Wenn ich dem Ganzen einen Namen geben möchte, spuckt mir die Forschung PMDS aus. PMS mit einer Extraportion Seelenmüll sozusagen, was sich dann aber nicht mehr Syndrom, sondern gleich Störung nennt. Prämenstruelle dysphorische Störung, um genau zu sein. Kein Wunder also, dass ich mir regelmäßig selbst im Weg stehe. Und, ja, ich merke immer etwas zu spät, dass es gerade wieder düster wird – aber glücklicherweise immer noch rechtzeitig, sodass ich bisher weder Job noch Freundschaften gekündigt und auch noch kein Auto abgefackelt habe, das mir gerade den Parkplatz klauen will. Die ein oder andere fragwürdige Entscheidung war aber schon dabei: der Vorschlag für diesen Text zum Beispiel … Arbeitsleben und Menstruation sind eben Felder, die zwar parallel existieren, voneinander aber keine Notiz nehmen. Da müssen wir jetzt alle durch.
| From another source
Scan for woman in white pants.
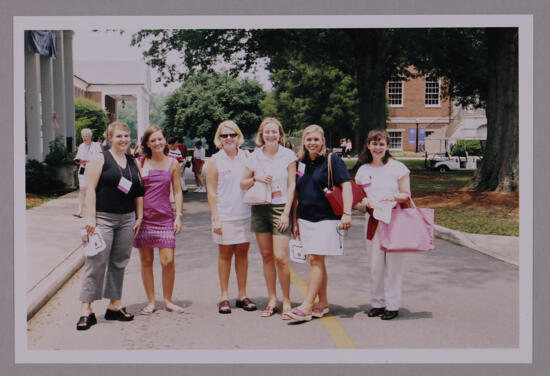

Und dann ist alles vergessen
Das Gute an der ganzen Sache ist: Genauso unvorbereitet, wie all das immer und immer wieder über mich einbricht, haut es auch wieder ab. Das Licht kommt rein, und die Dunkelheit ist vergessen. Und ich meine damit: wirklich vergessen! War was? Keine Ahnung. Da haben Körper und Geist ein paar praktische Tools im Sortiment, was dann wieder erklärt, warum Frauen nach der ersten Geburt weitere Kinder bekommen. Bis dann, ein paar Wochen später, eben alles wieder von vorn beginnt – völlig überraschend –, aber ich wiederhole mich.